Investment scams were again the top category in terms of losses, with $8.6 billion reported stolen, and almost $6.2 billion of that sum being stolen as cryptocurrency.
Cyber-enabled fraud accounted for 85% of last year's losses, almost $17.7 billion.
Investment scams has been the category with the biggest reported losses in the report since 2022, with total losses rising every year, so it's no surprise here and anyone watching the infosec space was anticipating this result.


Last year was also the first time the FBI received more than one million cybercrime reports.
The agency says it is now receiving more than 3,000 complaints per day, a sign of the significant uptick in cybercrime operations.

All in all, the FBI IC3 Internet Crime Report is one of the most important indicators of cybercrime activity around the globe and is often used to inform and guide law enforcement crackdowns and legislative decisions.
Previous reports played a major role in a White House executive order signed early last month, with the Trump administration telling law enforcement agencies and the Justice Department to prioritize going after online cyber scam operators.
The order also involved the State Department, instructing the US embassies and state officials to pressure foreign governments that shelter cyber scam compounds to crack down on the problem.
Both Myanmar and Cambodia have already started moving against their sprawling cyber scam compound ecosystem, but that was mostly because of Chinese pressure rather than the US.
However, recent reports suggest that criminal syndicates are moving operations to new safe havens, such as Africa and the Middle East, and even some former Soviet states and parts of Europe.
It's definitely not a problem that will go away any time soon, mainly because of the ungodly amount of money cybercriminals are making, money that they often throw at authorities to look the other way.
Risky Business Podcasts
In this special documentary episode, Patrick Gray and Amberleigh Jack take a look back at hacking throughout the 1990s, from the feel-good vibes of the early hacking communities to the antics of young hackers who wound up on the run from the FBI.
Breaches, hacks, and security incidents
Drift hack linked to North Korea: North Korean state hackers built a fake trading company and even met Drift employees at conferences before stealing $280 million from the platform. The attackers spent months building trust with their targets before compromising their devices using malicious Apple TestFlight app and VS Code extensions.

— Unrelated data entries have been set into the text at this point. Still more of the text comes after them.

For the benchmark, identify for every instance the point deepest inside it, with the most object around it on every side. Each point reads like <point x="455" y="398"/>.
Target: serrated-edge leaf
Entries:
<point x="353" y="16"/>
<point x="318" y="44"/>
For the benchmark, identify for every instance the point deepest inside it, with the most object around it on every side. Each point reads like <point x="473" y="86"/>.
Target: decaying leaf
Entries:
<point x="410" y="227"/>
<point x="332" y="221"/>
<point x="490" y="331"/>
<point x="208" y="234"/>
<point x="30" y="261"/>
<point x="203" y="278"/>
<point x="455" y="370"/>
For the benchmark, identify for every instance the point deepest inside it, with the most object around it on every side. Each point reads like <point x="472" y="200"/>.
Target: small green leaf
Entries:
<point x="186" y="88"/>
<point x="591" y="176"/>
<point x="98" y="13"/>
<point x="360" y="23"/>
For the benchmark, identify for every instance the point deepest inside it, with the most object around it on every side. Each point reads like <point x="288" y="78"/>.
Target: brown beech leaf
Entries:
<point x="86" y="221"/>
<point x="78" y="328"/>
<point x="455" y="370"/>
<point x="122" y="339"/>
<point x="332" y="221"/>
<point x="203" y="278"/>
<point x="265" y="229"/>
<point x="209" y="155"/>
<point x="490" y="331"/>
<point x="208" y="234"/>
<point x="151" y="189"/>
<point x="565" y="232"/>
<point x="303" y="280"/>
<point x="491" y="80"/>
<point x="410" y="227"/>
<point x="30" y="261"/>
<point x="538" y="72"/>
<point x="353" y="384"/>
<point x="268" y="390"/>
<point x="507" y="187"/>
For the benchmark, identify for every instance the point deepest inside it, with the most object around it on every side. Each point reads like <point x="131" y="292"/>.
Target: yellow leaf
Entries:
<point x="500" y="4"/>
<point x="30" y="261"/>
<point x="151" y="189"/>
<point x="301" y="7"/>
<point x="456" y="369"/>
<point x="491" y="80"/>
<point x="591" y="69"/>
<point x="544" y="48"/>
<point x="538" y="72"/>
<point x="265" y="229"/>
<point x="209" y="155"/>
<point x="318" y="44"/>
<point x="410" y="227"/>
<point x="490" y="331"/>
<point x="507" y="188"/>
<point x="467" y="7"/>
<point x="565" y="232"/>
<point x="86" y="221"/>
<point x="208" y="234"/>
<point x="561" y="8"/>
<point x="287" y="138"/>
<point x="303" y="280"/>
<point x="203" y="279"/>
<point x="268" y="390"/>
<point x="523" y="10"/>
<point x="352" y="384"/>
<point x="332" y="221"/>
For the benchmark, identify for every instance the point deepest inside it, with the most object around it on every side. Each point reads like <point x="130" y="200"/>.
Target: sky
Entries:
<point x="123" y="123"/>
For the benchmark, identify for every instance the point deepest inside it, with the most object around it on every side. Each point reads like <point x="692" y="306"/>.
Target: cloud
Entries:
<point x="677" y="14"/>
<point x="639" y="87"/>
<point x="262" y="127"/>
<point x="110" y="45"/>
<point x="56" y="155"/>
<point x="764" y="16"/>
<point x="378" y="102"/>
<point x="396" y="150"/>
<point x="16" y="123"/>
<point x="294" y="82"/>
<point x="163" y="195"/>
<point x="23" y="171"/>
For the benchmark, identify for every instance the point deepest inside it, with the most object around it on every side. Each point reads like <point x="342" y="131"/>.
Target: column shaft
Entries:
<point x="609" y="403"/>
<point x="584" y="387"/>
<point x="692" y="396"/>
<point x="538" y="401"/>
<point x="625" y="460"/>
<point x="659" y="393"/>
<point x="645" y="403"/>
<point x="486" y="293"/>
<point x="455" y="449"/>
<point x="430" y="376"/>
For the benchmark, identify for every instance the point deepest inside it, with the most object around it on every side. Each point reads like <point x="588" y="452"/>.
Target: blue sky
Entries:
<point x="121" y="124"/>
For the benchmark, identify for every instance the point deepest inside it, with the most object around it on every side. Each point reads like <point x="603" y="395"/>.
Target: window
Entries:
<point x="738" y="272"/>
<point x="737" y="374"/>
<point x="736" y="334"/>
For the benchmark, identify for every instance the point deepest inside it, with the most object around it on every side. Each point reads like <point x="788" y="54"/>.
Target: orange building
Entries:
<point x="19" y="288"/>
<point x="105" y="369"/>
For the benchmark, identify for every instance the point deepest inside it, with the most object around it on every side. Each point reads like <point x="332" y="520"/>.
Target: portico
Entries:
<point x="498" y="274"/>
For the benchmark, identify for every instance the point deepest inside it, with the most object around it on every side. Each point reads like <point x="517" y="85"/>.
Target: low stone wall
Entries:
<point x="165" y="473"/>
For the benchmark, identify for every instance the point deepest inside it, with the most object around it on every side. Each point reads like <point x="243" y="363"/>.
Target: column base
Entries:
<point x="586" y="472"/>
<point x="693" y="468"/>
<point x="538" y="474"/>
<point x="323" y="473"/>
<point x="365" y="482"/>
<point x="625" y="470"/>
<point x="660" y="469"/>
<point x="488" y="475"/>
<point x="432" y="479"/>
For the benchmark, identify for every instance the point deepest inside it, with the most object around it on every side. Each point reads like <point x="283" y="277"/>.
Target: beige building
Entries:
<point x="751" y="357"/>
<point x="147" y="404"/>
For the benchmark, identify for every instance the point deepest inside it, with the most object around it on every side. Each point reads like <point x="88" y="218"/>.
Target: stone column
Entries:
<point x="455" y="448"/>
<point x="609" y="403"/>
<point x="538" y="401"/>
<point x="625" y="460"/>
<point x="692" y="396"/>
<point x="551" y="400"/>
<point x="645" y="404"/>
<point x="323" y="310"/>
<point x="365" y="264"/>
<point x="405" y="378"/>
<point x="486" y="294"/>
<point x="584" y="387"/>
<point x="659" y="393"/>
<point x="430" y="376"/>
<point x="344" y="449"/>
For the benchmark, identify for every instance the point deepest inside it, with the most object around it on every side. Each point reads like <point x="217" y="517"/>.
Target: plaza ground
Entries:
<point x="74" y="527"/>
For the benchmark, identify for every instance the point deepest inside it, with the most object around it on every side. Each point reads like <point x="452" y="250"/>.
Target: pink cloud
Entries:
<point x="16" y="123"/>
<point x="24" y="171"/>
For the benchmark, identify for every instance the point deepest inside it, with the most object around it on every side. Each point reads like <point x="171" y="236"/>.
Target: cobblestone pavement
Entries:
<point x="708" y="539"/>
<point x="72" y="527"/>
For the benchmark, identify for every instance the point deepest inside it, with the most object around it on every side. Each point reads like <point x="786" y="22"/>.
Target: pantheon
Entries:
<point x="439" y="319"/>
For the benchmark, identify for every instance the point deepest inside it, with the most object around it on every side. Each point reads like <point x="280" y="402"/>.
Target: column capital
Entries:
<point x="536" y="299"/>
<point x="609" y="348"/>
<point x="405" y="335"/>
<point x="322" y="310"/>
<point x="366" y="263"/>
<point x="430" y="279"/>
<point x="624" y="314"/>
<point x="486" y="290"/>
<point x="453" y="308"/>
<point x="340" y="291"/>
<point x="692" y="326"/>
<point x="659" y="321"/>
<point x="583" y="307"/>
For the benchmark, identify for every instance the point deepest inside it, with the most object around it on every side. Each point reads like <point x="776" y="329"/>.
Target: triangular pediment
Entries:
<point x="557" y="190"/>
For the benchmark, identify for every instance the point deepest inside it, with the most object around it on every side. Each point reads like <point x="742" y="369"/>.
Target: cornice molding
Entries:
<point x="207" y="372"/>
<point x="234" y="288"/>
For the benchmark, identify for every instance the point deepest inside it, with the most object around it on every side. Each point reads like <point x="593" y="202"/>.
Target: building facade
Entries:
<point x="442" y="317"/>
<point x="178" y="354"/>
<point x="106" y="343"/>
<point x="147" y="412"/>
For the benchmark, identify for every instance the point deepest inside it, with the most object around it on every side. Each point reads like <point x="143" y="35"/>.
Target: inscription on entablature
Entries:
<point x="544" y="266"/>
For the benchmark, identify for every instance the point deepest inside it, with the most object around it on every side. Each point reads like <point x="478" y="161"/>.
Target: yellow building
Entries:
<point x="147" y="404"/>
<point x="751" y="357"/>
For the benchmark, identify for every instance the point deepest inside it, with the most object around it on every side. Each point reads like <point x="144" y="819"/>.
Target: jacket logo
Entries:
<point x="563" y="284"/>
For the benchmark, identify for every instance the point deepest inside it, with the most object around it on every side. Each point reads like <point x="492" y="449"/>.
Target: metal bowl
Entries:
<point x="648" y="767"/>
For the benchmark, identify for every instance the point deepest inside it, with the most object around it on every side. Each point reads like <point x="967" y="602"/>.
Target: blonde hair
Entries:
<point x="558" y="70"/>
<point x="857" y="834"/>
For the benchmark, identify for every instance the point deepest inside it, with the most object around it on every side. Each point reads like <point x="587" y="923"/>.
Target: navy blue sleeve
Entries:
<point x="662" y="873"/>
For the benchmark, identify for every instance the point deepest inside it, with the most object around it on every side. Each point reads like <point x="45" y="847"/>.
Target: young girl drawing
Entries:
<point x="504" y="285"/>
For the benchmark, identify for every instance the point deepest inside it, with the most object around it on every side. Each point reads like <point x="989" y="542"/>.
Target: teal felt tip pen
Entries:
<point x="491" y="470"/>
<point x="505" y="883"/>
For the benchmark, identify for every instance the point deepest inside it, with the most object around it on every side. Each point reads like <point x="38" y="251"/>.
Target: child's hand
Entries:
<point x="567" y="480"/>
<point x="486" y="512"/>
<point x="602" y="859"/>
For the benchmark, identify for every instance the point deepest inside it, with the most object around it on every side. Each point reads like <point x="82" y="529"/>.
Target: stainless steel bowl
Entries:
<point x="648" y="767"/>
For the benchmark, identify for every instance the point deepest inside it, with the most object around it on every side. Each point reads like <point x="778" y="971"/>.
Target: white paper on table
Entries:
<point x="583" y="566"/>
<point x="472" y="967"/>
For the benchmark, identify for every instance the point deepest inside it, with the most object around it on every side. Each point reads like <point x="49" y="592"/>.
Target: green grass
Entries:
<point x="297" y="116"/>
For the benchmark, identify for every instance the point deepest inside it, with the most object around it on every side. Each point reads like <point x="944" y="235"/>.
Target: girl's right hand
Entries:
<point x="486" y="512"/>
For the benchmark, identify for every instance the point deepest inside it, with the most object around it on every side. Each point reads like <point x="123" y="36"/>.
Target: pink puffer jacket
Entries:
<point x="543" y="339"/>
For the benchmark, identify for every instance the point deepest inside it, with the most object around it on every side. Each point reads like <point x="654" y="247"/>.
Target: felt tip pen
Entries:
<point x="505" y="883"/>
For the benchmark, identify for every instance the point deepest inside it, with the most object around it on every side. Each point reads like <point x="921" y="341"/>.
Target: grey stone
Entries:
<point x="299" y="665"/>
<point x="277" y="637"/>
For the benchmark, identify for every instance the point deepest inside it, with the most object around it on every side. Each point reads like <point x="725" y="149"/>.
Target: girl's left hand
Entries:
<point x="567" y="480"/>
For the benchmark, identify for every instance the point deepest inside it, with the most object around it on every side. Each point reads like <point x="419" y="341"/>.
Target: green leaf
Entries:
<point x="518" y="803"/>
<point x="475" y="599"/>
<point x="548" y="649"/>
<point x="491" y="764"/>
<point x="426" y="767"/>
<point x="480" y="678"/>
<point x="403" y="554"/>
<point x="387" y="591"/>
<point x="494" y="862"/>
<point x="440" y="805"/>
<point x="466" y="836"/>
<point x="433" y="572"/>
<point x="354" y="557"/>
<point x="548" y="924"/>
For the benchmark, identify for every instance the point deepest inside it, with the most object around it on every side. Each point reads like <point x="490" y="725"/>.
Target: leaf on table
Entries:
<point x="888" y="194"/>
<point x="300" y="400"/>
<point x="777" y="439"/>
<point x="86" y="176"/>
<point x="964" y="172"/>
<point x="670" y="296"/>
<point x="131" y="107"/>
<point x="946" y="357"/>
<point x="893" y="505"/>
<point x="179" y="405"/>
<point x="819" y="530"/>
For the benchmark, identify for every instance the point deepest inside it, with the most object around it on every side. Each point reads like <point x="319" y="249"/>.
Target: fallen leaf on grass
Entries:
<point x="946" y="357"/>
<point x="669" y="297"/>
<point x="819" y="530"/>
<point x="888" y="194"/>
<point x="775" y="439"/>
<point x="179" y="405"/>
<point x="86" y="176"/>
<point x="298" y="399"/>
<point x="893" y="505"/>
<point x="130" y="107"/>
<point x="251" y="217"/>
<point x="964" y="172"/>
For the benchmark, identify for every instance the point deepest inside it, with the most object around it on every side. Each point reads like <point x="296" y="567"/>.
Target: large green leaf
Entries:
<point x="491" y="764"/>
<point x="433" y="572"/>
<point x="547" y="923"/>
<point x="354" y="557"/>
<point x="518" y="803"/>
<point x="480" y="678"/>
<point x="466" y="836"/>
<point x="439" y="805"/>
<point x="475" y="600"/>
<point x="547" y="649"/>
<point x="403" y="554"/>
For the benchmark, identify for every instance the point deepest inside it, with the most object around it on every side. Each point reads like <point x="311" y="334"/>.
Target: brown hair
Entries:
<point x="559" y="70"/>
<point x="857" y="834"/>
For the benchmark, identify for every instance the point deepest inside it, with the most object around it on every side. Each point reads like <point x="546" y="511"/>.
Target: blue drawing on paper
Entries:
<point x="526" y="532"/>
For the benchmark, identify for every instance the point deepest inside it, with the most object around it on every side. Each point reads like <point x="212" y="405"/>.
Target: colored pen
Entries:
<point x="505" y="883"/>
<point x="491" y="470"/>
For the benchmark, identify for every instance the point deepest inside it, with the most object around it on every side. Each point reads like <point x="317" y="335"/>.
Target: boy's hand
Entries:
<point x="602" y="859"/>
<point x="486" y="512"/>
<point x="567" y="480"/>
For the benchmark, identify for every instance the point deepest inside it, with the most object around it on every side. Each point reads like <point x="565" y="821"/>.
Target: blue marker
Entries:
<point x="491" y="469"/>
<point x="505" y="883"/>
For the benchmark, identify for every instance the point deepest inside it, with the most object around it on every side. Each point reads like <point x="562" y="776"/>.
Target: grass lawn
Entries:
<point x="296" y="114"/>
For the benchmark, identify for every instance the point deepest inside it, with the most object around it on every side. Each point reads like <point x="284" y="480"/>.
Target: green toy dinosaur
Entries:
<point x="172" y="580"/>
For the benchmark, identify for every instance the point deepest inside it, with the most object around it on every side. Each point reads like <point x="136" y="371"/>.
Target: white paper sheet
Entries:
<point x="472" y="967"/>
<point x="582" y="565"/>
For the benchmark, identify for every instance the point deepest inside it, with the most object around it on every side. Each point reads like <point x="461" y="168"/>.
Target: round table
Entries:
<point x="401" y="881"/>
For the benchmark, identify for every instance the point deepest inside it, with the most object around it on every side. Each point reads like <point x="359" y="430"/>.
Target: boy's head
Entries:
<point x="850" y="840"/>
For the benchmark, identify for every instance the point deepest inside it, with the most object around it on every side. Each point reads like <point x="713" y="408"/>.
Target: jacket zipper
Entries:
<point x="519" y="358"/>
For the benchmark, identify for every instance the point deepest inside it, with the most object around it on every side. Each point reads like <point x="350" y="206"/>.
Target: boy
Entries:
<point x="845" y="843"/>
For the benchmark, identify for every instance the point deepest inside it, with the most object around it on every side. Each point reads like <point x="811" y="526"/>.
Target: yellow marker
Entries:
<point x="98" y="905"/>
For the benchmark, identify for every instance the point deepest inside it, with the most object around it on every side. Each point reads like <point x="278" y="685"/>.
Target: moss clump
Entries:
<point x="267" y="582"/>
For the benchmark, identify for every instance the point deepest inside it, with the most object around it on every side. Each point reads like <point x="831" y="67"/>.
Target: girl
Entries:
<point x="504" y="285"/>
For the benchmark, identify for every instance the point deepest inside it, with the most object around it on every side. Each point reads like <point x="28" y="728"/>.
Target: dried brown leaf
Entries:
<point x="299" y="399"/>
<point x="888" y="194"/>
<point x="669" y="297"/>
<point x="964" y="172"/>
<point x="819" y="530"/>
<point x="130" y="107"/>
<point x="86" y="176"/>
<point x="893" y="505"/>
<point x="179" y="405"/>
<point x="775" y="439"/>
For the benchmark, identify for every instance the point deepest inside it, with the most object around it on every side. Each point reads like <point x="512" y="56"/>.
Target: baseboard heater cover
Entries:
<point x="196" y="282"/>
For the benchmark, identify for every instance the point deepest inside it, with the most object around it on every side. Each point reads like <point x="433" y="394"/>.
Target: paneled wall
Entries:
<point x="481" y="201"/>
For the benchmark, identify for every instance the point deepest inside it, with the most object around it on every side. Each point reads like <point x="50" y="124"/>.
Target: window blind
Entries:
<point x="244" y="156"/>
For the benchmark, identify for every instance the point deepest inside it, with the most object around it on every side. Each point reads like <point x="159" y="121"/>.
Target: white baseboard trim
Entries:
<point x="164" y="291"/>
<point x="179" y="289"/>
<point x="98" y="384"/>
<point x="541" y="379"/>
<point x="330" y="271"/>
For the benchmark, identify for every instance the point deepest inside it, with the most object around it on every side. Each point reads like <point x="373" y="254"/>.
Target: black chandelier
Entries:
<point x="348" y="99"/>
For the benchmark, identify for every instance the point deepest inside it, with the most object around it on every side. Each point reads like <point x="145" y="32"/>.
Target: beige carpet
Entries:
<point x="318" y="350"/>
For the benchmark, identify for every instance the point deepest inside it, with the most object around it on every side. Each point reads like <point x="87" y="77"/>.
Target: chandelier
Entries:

Hackers used the compromised systems to multi-sign the transactions that emptied Drift's treasury last month. Investigators linked the attack to a group known as Citrine Sleet (UNC4736, AppleJeus). [CoinTelegraph // Drift post-mortem]
Major law firm hack: A major US law firm confirmed a security breach after hackers posted customer materials online. The breach was traced back to a successful phishing attack. Jones Day is one of the biggest American corporate law firms, employing more than 2,400 lawyers. It is also known for representing US President Donald Trump in his 2016 and 2020 election campaigns. [Reuters]
Canadian telcos report breaches: Two Canadian telecommunications companies have reported data breaches last month. Freedom Mobile, Rogers, and its subsidiary Fido have notified customers of the incidents. The incidents appear to be related to a breach at Canadian business outsourcing company Telus Digital. [The Globe and Mail] [h/t Alex Rudolph]
Cyber "event" disrupts security alarm system provider: A mysterious cybersecurity incident has disrupted the BAT-MINI security alarm system across the US. The system was down for two days between April 2 and 4 last week. The system's vendor, Uplink, has not shared any details about the root cause. [DysruptionHub]
Betterment post-mortem: The Betterment investment platform has published a post-mortem of its January security incident. The company tracked down the incident to a social engineering attack of one of its employees that allowed hackers to access a marketing platform and email customers waves of crypto scams.
Rostelecom DDoS attack: While DDoS attacks have taken out some smaller telcos since Russia's invasion of Ukraine, a pretty considerable one hit Rostelecom enough to cause sprawling outages across Russia. Or at least that's what Russian authorities are saying. It could be Rostelecom going down in its attempt to block VPNs. If you know Russia well enough, you know not to take what state media reports as facts. [TASS]
General tech and privacy
Anthropic announces cybersecurity initiative: Anthropic has granted over 40 tech companies access to a new AI agent for cybersecurity defense work. The new Mythos agent was designed to help companies find vulnerabilities in their code. The company has also donated $4 million to open-source security organizations to help fund the patching of some of the found issues.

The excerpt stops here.